Former Alaska Assistant Attorney General Elizabeth Bakalar speaks a news conference on Jan. 10, 2019, in Anchorage, Alaska, after she sued the state. A federal judge on Thursday, Jan. 20, 2022, ruled that Bakalar was wrongfully terminated by the then-new administration of Alaska Gov. Mike Dunleavy for violating her freedom of speech rights. (AP File Photo/Mark Thiessen, File)

Former Alaska Assistant Attorney General Elizabeth Bakalar speaks a news conference on Jan. 10, 2019, in Anchorage, Alaska, after she sued the state. A federal judge on Thursday, Jan. 20, 2022, ruled that Bakalar was wrongfully terminated by the then-new administration of Alaska Gov. Mike Dunleavy for violating her freedom of speech rights. (AP File Photo/Mark Thiessen, File)

Judge sides with attorney who alleged wrongful firing

Alaska judge says the firing violated free speech and associational rights under the U.S. and state constitutions.

By Becky Bohrer

Associated Press

JUNEAU — A U.S. judge sided Thursday with an attorney who alleged she was wrongly fired by the state of Alaska over political opinions expressed on a personal blog.

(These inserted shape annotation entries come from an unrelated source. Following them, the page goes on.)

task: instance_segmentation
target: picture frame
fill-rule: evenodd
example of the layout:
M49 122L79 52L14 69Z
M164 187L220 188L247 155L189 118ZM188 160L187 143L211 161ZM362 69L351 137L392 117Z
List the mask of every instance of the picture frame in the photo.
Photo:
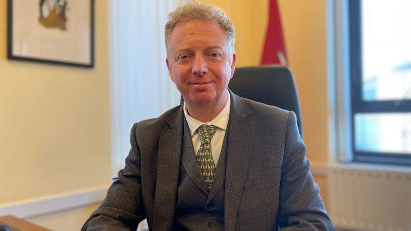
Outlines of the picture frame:
M8 0L8 59L93 68L94 6L94 0Z

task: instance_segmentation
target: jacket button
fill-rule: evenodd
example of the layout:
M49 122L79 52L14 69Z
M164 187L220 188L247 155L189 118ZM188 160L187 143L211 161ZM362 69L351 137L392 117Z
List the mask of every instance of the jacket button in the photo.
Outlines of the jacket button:
M214 204L213 202L210 202L207 205L207 208L209 209L211 209L213 207L214 207Z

U.S. District Court Judge John Sedwick ruled that Elizabeth Bakalar’s December 2018 firing violated her free speech and associational rights under the U.S. and state constitutions.

According to Sedwick’s decision, Bakalar was an attorney with the Alaska Department of Law who handled election-related cases and was assigned to advise or represent state agencies in high-profile or complex matters. She began a blog in 2014 that focused on issues such as lifestyle, parenting and politics but began blogging more about politics and then-President Donald Trump after his 2016 election. She also commented about Trump on Twitter, with her name listed as the Twitter handle, the order says.

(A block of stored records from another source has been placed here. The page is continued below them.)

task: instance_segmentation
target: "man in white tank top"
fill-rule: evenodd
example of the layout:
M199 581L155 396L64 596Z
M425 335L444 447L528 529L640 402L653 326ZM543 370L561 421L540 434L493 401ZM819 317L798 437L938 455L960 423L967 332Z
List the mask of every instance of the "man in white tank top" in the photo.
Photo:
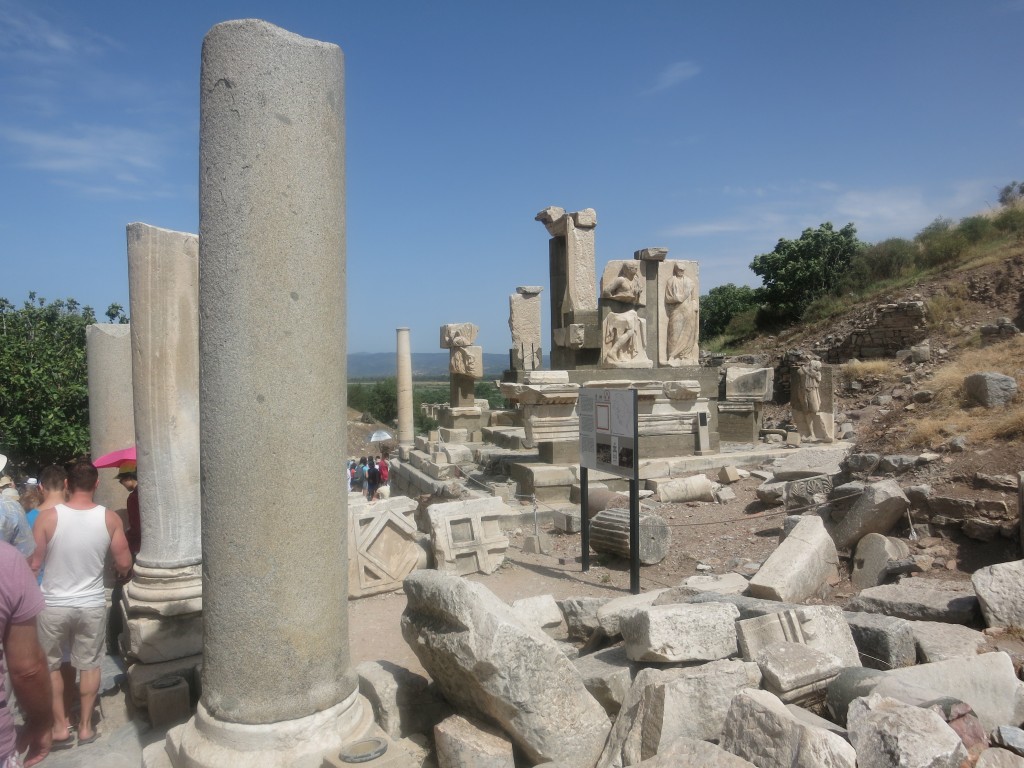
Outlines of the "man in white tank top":
M90 462L73 464L68 471L68 501L42 510L35 525L32 568L38 573L43 567L46 608L39 616L39 642L53 685L54 750L74 745L59 672L61 645L71 648L72 666L79 671L78 743L96 740L92 713L106 647L103 563L108 550L119 574L126 575L132 566L121 518L92 501L98 482L99 473Z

Shortly after Republican Gov. Mike Dunleavy’s election in 2018, the chair of his transition team and later his chief of staff, Tuckerman Babcock, sent a memo to a broad swath of state employees requesting they submit their resignations along with a statement of interest in continuing to work for the new administration. The request was derided by attorneys for Bakalar and others as a demand for a “loyalty pledge.”

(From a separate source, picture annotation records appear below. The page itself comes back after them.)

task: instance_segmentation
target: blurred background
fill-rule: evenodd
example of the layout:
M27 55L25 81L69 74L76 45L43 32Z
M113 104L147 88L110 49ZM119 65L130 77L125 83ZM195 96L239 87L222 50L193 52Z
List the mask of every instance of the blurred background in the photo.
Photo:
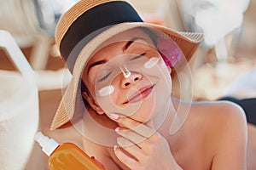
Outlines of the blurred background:
M0 107L3 108L7 105L7 100L12 97L9 94L13 92L9 86L13 82L8 82L3 76L18 71L15 63L19 65L19 61L14 61L14 58L20 55L19 57L28 61L28 70L32 68L36 75L32 83L37 85L38 91L36 97L38 99L38 128L35 130L43 132L60 143L73 142L82 147L80 135L73 127L49 130L61 99L61 88L65 88L70 80L70 77L62 78L63 72L67 71L55 45L55 27L61 15L76 2L0 0L0 30L8 31L22 52L22 54L13 54L12 50L15 50L14 43L0 32L0 84L5 84L0 92ZM190 62L195 101L215 100L225 95L238 98L256 96L256 0L130 2L146 22L166 26L180 31L204 33L205 40ZM24 71L26 72L26 69ZM15 88L15 90L19 87L27 86L26 83L18 85ZM23 94L17 99L26 100L26 95ZM18 105L19 102L15 105ZM3 115L8 112L3 109L0 109L0 111ZM5 121L0 115L1 137L8 133L3 128ZM30 123L32 124L26 122L24 126L29 126ZM15 125L11 127L15 134L26 134L26 131L20 132ZM26 140L26 138L30 137L24 137L23 139ZM3 150L7 144L0 143L0 150ZM38 144L32 144L27 150L27 159L20 162L20 168L17 169L48 169L48 157L41 151ZM6 169L7 167L8 164Z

“To keep their jobs employees had to actually offer up a resignation with an accompanying statement of interest in continuing with the new administration and then hope that the incoming administration would reject the resignation,” Sedwick wrote.

Babcock said he fired Bakalar because he considered the tone of her resignation letter to be unprofessional, the order says. But Sedwick said Babcock did not accept the resignation of an assistant attorney general who used the same wording he had found objectionable when used by Bakalar.

While every lawyer in the Department of Law received the memo, just two — Bakalar and another attorney who had been critical of Trump on social media — had their resignation letters accepted, according to Sedwick’s decision.

Sedwick said given Bakalar’s position “and the public nature of her political commentary, it would not have been unreasonable for state officials to consider her speech a disruption to the Division of Election’s operations, warranting adverse employment action. Indeed, this was a growing concern to her supervisors within Department of Law.”

But the defendants, “who made the decision to fire Plaintiff without consultation, failed to show that they had any awareness of this particular concern, or that they acted in response to it rather than a dislike of her personal views,” he wrote.

Babcock said he had not sought advice from anyone outside of Dunleavy and his immediate staff, according to Sedwick’s order.

Sedwick instructed attorneys to confer and identify any remaining issues for litigation.

Brewster Jamieson, an outside attorney representing the state, Babcock and Dunleavy in the case, did not immediately respond to a message seeking comment. Babcock is no longer with the administration.

Mark Choate, an attorney for Bakalar, said his side would seek damages and an order that would bar any similar memos being sent in the future.

In October, Sedwick sided with two psychiatrists who had declined to submit resignation letters and alleged wrongful firing.